"About ninety thousand each."
"No problem. When can we take delivery?"
"I'll have to find them first. That should take a day or two. Cash?"
"Of course."
"When will you get the cash?"
"A month or so. But I want the cars now."
Dickie caught his breath and did a squirm. "Look, TJ, I can't turn loose two new cars without some type of payment."
"Fine. Then we'll look at Jaguars. Biff's always wanted a Jaguar."
"Come on, TJ."
"I could buy this entire dealership, you know. I could walk into any bank right now and ask for ten million or twenty million or whatever it would take to buy this place, and they would happily give it to me for sixty days. Do you understand that?"
Dickie's head rocked up and down, his eyes narrow. Yes, he understood. "How much did he leave you?"
"Enough to buy the bank too. Are you giving me the cars, or shall I go down the street?"
"Let me find them."
"Smart man," TJ said. "Hurry. I'll check back this afternoon. Get on the phone." He tossed the brochures on Dickie's desk, and strutted from the office.
RAMBLE'S IDEA of mourning was to spend the day locked in the basement den smoking pot, listening to rap, ignoring those who knocked or called. His mother granted him an absence from school because of the tragedy; in fact, she excused him for the rest of the week. If she'd had a clue, she would've known he hadn't been to school in a month.
Driving away from Phelan Tower yesterday, his lawyer had told him the money would go into a trust until he was either eighteen or twenty-one, depending on the terms of the will. And though he couldn't touch the money now, he was certainly entitled to a generous allowance.
He would form a band, and with his money they would make albums. He had friends in bands going nowhere because they couldn't afford to rent studio time, but his would be different. His band would be called Ramble, he decided, and he would play bass and sing lead and be chased by the girls. Alternative rock with strong rap influences, something new. Something he was already inventing.
Two floors up, in the study of their spacious home, Tira, his mother, spent the day on the phone chatting with friends who called with their halfhearted condolences. Most of the friends gossiped long enough to ask how much she might be getting from the estate, but she was afraid to guess.
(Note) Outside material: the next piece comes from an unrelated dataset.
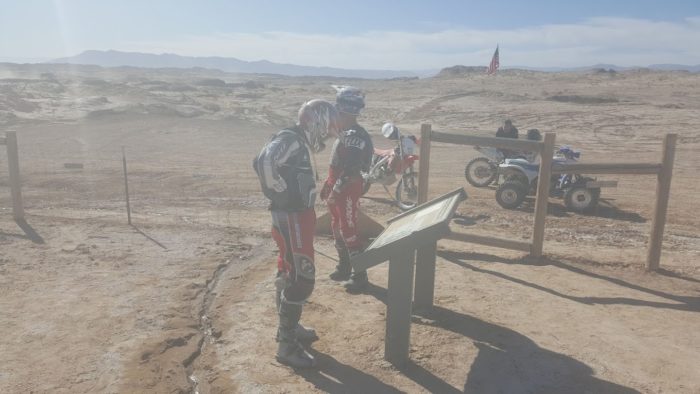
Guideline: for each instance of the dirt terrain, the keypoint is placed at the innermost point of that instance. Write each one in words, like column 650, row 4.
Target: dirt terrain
column 182, row 300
She had married Troy in 1982, at the age of twenty-three, and before doing so she signed a thick prenuptial which gave her only ten million and a house in the event of a divorce.
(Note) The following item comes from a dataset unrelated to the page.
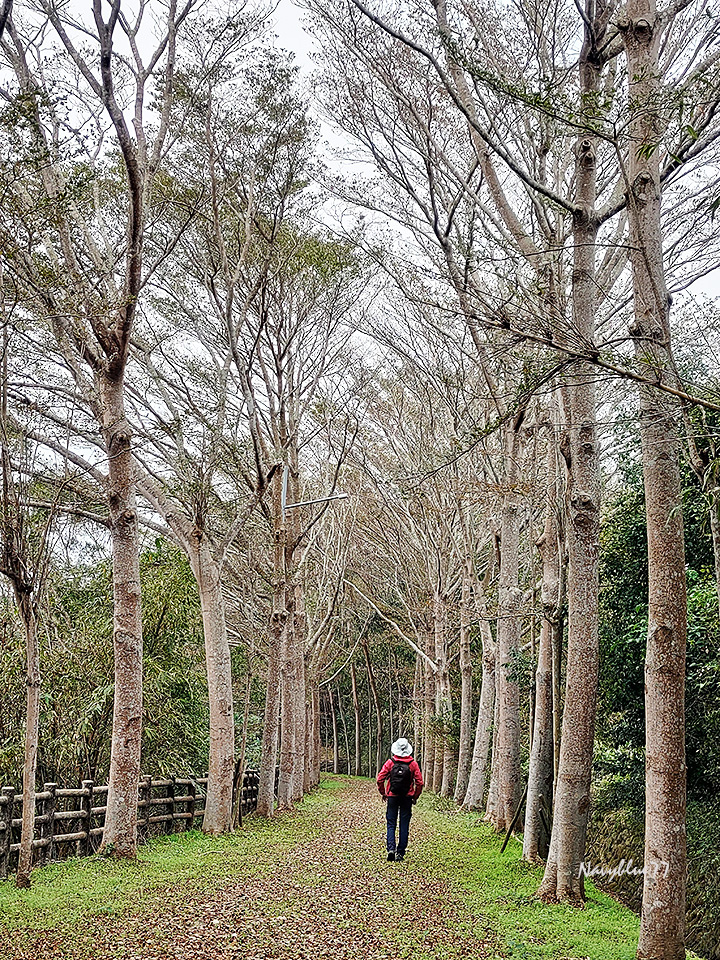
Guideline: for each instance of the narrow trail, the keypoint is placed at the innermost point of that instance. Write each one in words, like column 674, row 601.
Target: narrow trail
column 334, row 896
They had split six years earlier. She was down to her last two million.
Her needs were so great. Her friends had beach houses nestled in quiet coves in the Bahamas; she was relegated to luxury hotels. They bought their designer clothes in New York; she picked them up locally. Their children were away in boarding schools, out of the way; Ramble was in the basement and wouldn't come out.
Surely Troy had left her fifty million or so. One percent of his estate would be around a hundred million. One lousy percent. She did the math on a paper napkin as she talked on the phone to her lawyer.
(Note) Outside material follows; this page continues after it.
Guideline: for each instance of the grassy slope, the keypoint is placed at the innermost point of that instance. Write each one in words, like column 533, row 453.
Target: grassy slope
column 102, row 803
GEENA PHELAN STRONG was thirty and surviving what had evolved into a tumultuous marriage with Cody, husband number two. His family was old money from up East, but so far the money had only been a rumor. She certainly hadn't seen any of it. Cody was beautifully educated-Taft and Dartmouth and an MBA from Columbia-and he considered himself a visionary in the world of commerce. No job could hold him. His talents could not be constricted by the walls of an office. His dreams would not be cramped by the orders and whims of bosses. Cody would be a billionaire, self-made of course, and probably the youngest in history.
But after six years together, Cody had yet to find his niche. In fact, his losses were staggering. There had been a bad gamble on copper futures in 1992 that had taken over a million of Geena's money. And two years later, he was scalded by naked options when the stock market dipped dramatically. Geena left him for four months, but returned after counseling. An idea for "Snow-Packed Chickens" turned sour, and Cody escaped with a loss of only a half a million.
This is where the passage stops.